Baby that launched computer age is now an oap
Date published: 21 June 2013
BRINGING up baby: Tom Kilburn (left) and Geoff Tootill at the 50th birthday celebrations in 1998
SIXTY-five years ago today Chadderton engineer Geoff Tootill helped to usher in the age of the modern computer.
He was a member of the team at Manchester University which built Baby, the first machine capable of running electronically-stored programs, on June 21, 1948.
That first program — to determine the highest factor of a number — has been described as the birth of software and underpins modern computing.
The number chosen was quite small, but within days they let Baby loose on the highest factor of the number 218. The correct answer was found in 52 minutes, involved 2.1 million instructions and accessed the electronic memory 3.5 million times — the sort of effort achieved by a modern home computer in a fraction of a second.
The modern world on which the great-great-great grandchildren of that invention are built is now able to send information around the world in a microsecond — including a new film about the birth of Baby, made by Google to celebrate the anniversary.
Tootill worked with professors Fred Williams and Tom Kilburn on the computer — officially the Manchester Small Scale Experimental Machine.
Born in Birchenlea Street, Chadderton, the engineer was also later involved in designing and building the first commercially-available mainframe computer.

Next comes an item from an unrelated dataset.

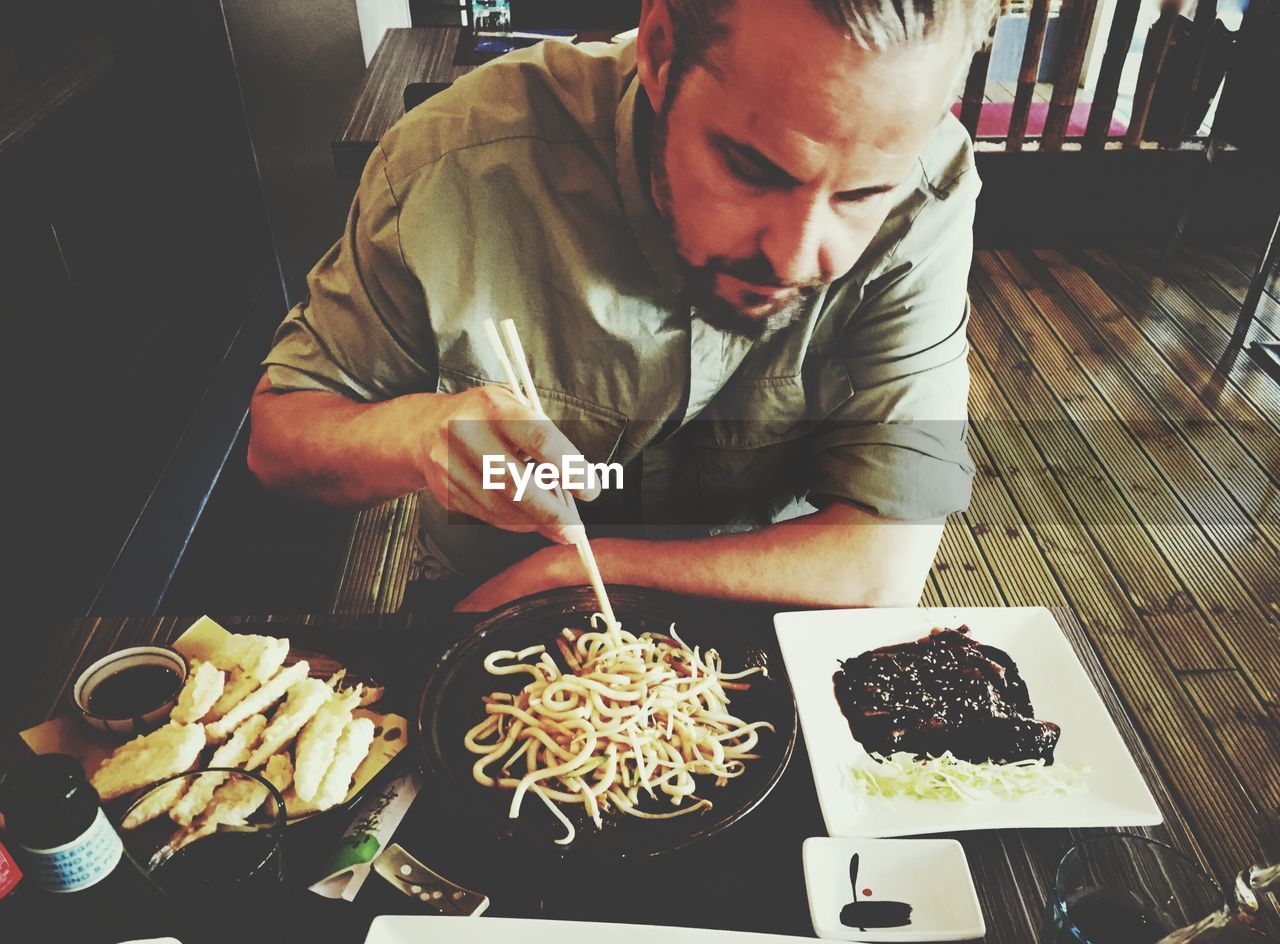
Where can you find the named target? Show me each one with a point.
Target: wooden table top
(405, 55)
(42, 76)
(1011, 867)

Baby was a test bed for the experimental Williams-Kilburn tube — a way of storing binary digits, or bits, using a cathode ray tube.
Until then, programs had to be stored on paper tape or were hard-wired into the computer circuits, making the process both slow and complicated.

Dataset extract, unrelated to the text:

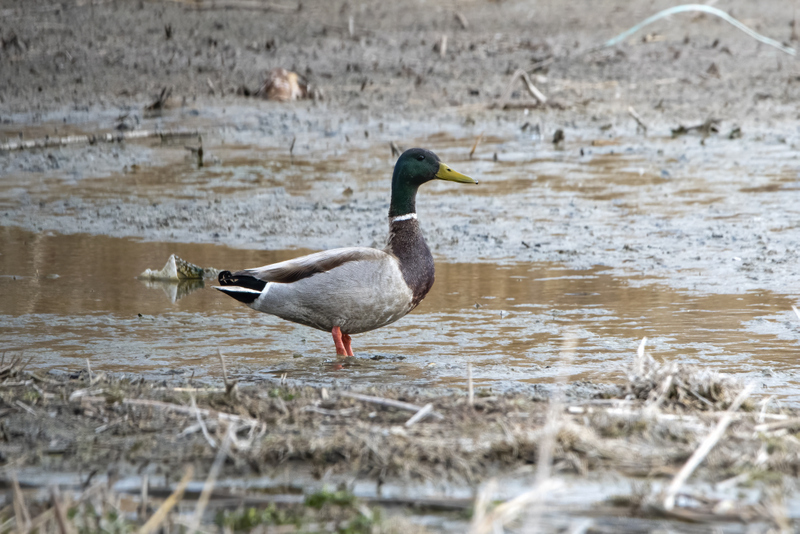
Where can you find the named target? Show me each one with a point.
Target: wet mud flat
(615, 235)
(127, 452)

“The greatest problem facing all the early computer design groups was how to devise a suitable memory or storage system,” said Prof Simon Lavington, a research student in Kilburn’s Manchester team from 1962-1965.
“The University of Manchester was the first to get its storage system working at electronic speeds — it was the first random-access memory. Baby marked the start of the digital revolution.
“Manchester played a leading role in this revolution — just as it did in the Industrial Revolution, 200 years earlier.”
Google’s film tells the story of Baby’s birth and features archive footage and interviews with some of Manchester’s early computing pioneers.
Though nothing remains of the original Baby, a working replica is on display at Manchester’s Museum of Science and Industry.